Ship to shore cranes
Thanks to ships moving up and down in the tide, and in different directions due to currents and winds, the ship to shore crane has been one of the last bastions of humanity on the dock. You needed eyeballs and a human brain to precisely drop the crane onto the box, lift it and move it to the shore. It seems that the Yangshan Deep-Water Port in Shanghai has worked out how to get rid of these highly skilled, highly paid operators too.
The Yangshan Deep-Water Port has reduced its workforce costs by a whopping 70% as the workforce has changed from being a predominantly blue collar one to one of a white collar, small team based in an office.
Yangshan Deep-Water Port
A reporter from the China Global Television Network (CGTN) visited the port one night to see all operations taking place in total darkness. They observed, “Machines and trucks were busy moving on their own in the darkness, as containers were being unloaded 24/7 from a giant cargo ship.”
“It’s all controlled by artificial intelligence,” said Yang Jiemin to CGTN, who is in charge of technological support. “Through laser scanning and positioning, the program is able to locate the four corners of each container. It then accurately grabs them and puts them onto the driverless trucks.”
Speaking to the Transport Topics online magazine, “The future of terminals lies in unmanned technology.
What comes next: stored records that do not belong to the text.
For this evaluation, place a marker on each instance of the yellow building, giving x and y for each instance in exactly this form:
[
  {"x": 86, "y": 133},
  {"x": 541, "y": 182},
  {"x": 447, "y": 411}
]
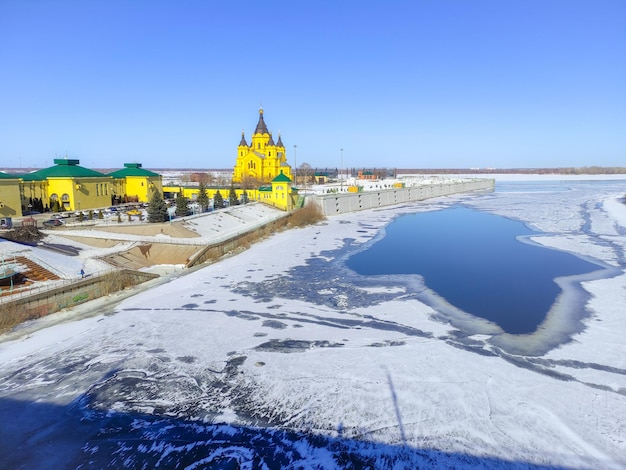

Through remote control, intelligent container terminals will have better performance and lower operational costs than traditional ones,” said Song Hailiang, chairman of Shanghai Zhenhua Heavy Industry Co., developers of the port’s control system.
Now for the rest of logistics?
Driverless trucks will be on the road within five years. Trains are more or less totally automated. Fewer and fewer people drive the giant container ships, and ports are becoming entirely operated by robots. It seems that the simple idea of a standard-sized box being stacked on a ship in the 1950’s has helped make the supply chain almost devoid of people and changed the world out of recognition.